Ashokan Arippa, superintendent of Kannur Central Prison, says that Phoenix Freedom Expressions has become a big success. “We get an average of 70 to 80 visitors per day,” he says. That’s an impressive number for a jailhouse salon.

A regular haircut costs only Rs 50. All the services offered are cheaper by 20 per cent than beauty parlours outside. The salon functions daily from 9 am to 5.30 pm. The idea of launching a salon came from the prisoners themselves. “When we decided to give them training in beauty treatment, we did not have the idea of instituting a parlour in the jail. My plan was to provide maximum occupational training to the inmates so that they are equipped to manage on their own when they are released. When the inmates suggested starting a salon, all of us welcomed the idea,” says Arippa.

Such innovations are not new to Central Prison, Kannur, where enterprising inmates have covered a vast range of occupations. It has a dairy farm, goat farm, is engaged in the organic farming of vegetables, organic fertilisers, soft toys, glass paintings, milk production, as well as cooking biryani and chapaatis.

The inmates are also given vocational training in plumbing, electrical work, coconut plucking, among other vocations. Every prisoner gets additional skills that they perhaps did not have when they were jailed. The Kannur jail has a long, consistent and successful history of reformative steps to convert criminals into responsible social beings.

Malabar Freedom Chappathi was one of the first initiatives in this regard. To everyone’s surprise, 3,500 chapaatis were sold on its first day. A packet of five chapaatis and curry is priced at just Rs 20. The success of the prison as a place for reformation and corrective measures began with this initiative.

An area of 88 acres in the prison premises is rich with paddy cultivation, organic vegetable farming, banana trees and dairy farms. “We produce 1,000 kg of cow dung everyday. Banana is sold every week. There is high demand for all the products and there is long queue even before the vegetable outlet is opened every Wednesday. The dairy farm is also growing in popularity. Currently, we get milk for the use of 70 per cent of the inmates,” says Arippa.

For paddy cultivation, inmates receive the assistance of the state agriculture department. No pesticides or chemical fertilisers are used. Sufficient quantity of organic manure is produced in the jail compound and the same is used, which delivers a yield of two tonnes per hectare.

Uniforms for inmates are also woven and stitched in the jail itself. Kannur jail supplies dress materials to two other prisons in the state. The superintendent says there are inmates with ‘amazing’ talent in weaving and stitching. Thus, tailoring for fellow inmates is an added feather in their cap, and an additional skill they can make use of.

Recently, jail authorities launched a unit to manufacture soft toys, dolls and glass paintings, with training sessions currently in progress. The products will be sold at half the market price. As no venture has failed so far, inmates as well as jail authorities are confident that these too will be a success.

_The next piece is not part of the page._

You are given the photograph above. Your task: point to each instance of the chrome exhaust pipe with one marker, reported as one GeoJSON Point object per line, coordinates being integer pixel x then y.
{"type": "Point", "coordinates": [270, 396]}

There are several takers among the public for the beauty treatments available at the jail. The parlour offers the usual services one would find elsewhere, such as different types of facials, hair-colouring, haircuts, threading, pedicures and manicures. So far, 30 inmates have been given 30-day training sessions. The criterion of selection was individual aptitude. Arippa is impressed by the talent shown by the prisoner- beauticians, and says, “When I see the skill of inmates engaged in different occupations here, I often think that if they had got such an exposure and opportunity earlier, they would not have ended up in jail.”

Customers do not have to contend with any cumbersome procedure to enter the jail premises, since the parlour is adjacent the main gate. “Everyone is welcome to this beauty salon,” says Arippa. According to him, there are criminals everywhere—both outside and inside jails. “Being a prisoner does not make a person an outcaste. He should be able to go back to the world outside to live a better life.”